Lei ha forzato la mano nell’ultimo periodo, minacciando di candidarsi per conto suo, ed è stata di parola. Ma rimane pur sempre una donna di centrodestra con poco appeal elettorale (il suo ormai ex schieramento lo scoprì amaramente undici anni fa quando la vide perdere da sindaco uscente contro l’avvocato penalista Giuliano Pisapia, che conquistò Palazzo Marino) e, soprattutto, sempre guardata con sospetto dai politici e gli elettori di sinistra, che ora potrebbero ritrovarsi costretti a votarla.
Infatti, il Pd nelle ultime ore non ha escluso un’alleanza con il Terzo Polo nella corsa alla Presidenza della Regione Lombardia, magari con un ticket Carlo Cottarelli (neo senatore dem)-Letizia Moratti.
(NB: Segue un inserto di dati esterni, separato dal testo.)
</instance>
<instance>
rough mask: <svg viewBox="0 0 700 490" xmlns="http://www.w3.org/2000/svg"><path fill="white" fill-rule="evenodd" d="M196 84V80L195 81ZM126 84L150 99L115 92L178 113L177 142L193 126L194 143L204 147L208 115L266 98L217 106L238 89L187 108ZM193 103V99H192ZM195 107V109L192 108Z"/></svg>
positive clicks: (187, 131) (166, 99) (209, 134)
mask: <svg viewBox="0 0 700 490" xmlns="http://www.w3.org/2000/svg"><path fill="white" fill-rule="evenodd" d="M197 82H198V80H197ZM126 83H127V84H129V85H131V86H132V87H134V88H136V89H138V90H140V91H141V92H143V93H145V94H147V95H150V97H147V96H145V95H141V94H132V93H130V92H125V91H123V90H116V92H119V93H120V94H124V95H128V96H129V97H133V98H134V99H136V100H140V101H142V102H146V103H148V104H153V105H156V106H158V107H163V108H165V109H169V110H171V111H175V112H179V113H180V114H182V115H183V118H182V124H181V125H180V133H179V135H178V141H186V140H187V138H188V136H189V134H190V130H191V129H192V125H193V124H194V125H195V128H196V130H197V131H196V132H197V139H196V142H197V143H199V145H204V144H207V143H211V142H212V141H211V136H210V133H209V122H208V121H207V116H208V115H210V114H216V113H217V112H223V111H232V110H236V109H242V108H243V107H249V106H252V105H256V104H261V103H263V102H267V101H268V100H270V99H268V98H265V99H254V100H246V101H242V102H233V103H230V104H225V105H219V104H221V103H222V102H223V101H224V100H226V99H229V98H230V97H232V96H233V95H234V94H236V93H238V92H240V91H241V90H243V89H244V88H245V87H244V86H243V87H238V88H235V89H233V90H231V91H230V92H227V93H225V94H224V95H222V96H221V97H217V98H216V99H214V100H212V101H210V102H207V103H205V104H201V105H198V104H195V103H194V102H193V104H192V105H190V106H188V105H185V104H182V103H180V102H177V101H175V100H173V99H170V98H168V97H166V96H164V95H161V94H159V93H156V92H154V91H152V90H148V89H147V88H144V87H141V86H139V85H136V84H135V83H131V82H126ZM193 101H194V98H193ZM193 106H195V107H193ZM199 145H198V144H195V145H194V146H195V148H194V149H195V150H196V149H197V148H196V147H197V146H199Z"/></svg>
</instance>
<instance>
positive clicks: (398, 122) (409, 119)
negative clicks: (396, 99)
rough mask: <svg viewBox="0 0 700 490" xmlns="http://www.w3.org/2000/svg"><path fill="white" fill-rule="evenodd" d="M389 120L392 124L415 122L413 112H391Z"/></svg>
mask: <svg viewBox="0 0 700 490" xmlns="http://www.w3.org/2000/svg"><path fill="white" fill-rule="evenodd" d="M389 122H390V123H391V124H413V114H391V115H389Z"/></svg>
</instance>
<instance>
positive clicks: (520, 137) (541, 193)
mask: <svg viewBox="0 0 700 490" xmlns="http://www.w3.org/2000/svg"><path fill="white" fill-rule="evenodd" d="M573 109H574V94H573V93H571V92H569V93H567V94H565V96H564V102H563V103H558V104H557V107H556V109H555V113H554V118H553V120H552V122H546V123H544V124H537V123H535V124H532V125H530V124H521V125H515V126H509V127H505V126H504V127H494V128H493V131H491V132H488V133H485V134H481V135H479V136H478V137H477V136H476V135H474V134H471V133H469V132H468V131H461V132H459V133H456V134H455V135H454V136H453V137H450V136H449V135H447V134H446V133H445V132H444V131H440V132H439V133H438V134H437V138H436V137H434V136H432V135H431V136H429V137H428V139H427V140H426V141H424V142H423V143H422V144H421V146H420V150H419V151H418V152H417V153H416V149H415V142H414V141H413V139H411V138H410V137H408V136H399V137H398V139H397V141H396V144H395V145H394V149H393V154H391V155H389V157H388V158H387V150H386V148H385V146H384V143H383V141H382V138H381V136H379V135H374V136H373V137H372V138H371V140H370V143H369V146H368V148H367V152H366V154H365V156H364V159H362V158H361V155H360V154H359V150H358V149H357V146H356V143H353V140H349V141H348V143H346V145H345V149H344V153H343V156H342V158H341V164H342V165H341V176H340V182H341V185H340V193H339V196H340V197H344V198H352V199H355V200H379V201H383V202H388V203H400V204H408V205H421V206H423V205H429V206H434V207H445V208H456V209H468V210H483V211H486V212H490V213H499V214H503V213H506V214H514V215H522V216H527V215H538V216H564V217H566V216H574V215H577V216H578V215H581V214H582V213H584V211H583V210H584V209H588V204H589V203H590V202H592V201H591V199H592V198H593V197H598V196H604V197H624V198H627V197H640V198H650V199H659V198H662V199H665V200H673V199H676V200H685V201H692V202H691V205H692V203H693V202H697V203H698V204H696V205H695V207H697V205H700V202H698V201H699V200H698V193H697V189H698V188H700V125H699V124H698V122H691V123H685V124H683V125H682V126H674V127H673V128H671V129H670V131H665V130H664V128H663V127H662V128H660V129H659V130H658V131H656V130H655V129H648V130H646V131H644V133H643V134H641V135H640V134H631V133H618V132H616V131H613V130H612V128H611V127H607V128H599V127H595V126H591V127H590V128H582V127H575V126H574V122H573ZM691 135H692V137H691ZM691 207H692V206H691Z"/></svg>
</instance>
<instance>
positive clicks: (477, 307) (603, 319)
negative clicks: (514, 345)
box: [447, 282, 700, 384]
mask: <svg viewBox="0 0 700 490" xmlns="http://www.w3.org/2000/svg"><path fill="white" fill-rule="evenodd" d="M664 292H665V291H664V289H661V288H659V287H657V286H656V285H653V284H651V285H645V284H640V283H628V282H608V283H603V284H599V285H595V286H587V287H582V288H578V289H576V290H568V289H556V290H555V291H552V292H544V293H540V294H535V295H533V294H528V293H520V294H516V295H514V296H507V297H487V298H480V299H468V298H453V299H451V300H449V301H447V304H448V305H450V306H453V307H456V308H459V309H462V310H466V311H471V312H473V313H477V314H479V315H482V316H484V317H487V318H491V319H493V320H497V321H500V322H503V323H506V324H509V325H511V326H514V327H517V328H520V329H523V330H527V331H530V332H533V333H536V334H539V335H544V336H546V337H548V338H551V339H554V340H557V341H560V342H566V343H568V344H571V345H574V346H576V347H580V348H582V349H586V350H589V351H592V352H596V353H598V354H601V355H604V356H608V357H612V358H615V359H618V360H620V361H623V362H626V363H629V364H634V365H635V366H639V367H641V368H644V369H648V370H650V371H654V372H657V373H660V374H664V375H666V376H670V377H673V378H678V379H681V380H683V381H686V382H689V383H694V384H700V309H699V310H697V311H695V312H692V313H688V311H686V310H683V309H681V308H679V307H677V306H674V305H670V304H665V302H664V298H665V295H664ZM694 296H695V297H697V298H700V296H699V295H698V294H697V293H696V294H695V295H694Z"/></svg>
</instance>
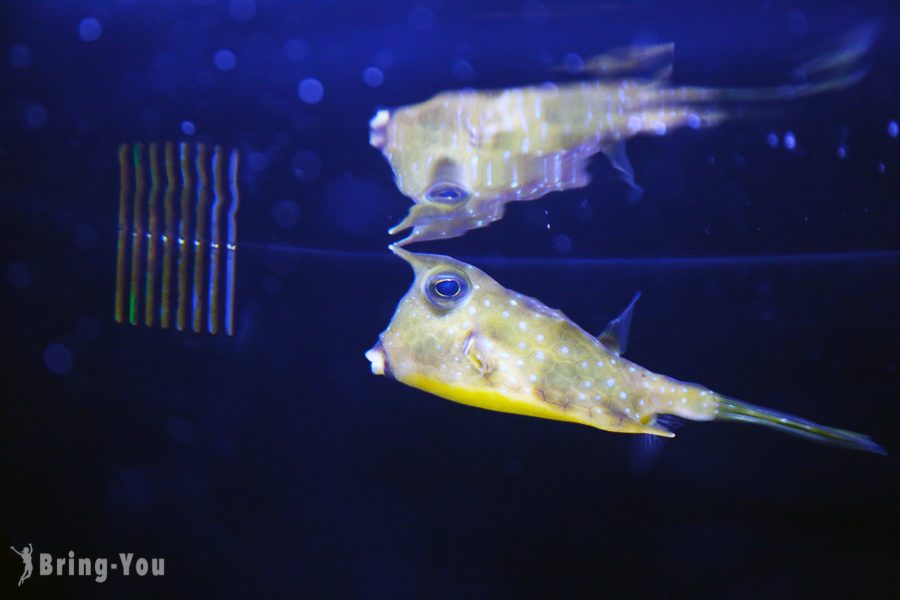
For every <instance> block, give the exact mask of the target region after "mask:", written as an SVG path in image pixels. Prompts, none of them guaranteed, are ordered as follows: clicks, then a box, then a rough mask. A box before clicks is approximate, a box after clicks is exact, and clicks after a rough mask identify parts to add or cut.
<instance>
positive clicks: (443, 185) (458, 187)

E chi dei due sarebbe candidato presidente? Facile prevedere che Letta, Renzi e Calenda si scannerebbero tra di loro per stabilirlo. Neppure le primarie di coalizione potrebbero sbrogliare la matassa, anzi finirebbero per lacerare ulteriormente il centrosinistra, visto che il nome della Moratti risulta indigesto a molti della sinistra e dunque risulterebbe divisivo.
Più facile immaginare, quindi, una corsa solitaria della Moratti con il Terzo Polo contro Attilio Fontana (centrodestra) e Carlo Cottarelli o un altro candidato per la sinistra. L’elettorato in questo caso non capirebbe, oppure capirebbe fin troppo bene che una donna con una brillante carriera come la Moratti ha fatto prevalere il rancore e lo spirito di rivalsa contro il centrodestra che pure le aveva garantito successo e prestigiosi incarichi istituzionali. Lei ha dimostrato anche nel sociale il suo valore ed è piena di risorse economiche, ma in politica i voti si prendono tramite i partiti e i partiti di centrodestra l’hanno sempre appoggiata lealmente. Lei se n’è andata invece sbattendo la porta, dopo aver condiviso fino all’ultimo le scelte fatte dalla giunta Fontana. Come riuscirà a distinguersi dalla coalizione della quale ha fatto parte fino a due giorni fa? Lei sbandiera come un suo merito la campagna vaccinale in Lombardia, ma il governatore Fontana, dopo che lei si è dimessa, ha subito nominato al suo posto Guido Bertolaso, che di quella campagna è stato l’altrettanto convinto sostenitore.
Rimane dunque un mistero capire quali saranno i cavalli di battaglia che la neocandidata cavalcherà nei prossimi mesi per chiedere il voto ai cittadini lombardi. Infine un’amara riflessione, che vale per la Moratti, per Renzi e Calenda, ma anche per Enrico Letta e Giuseppe Conte. I primi tre a Milano e gli altri due a Roma hanno tentato di intestarsi il merito delle manifestazioni per la pace in Ucraina di sabato scorso. Dai loro comportamenti e dalle loro dichiarazioni è però emersa nitidamente la vera finalità di quelle presenze in piazza: strumentalizzare anche le polemiche sulla guerra, per conquistare un pugno di voti in più. In passato avevano accusato il centrodestra di alimentare la protesta popolare per fini elettorali, ora si è capito che i leader del centrosinistra, nel tentativo di frenare l’emorragia di voti, provano ad agitare le piazze, usando perfino la tragedia ucraina. Sul piano della maturità democratica delle opposizioni questa legislatura è partita davvero col piede sbagliato.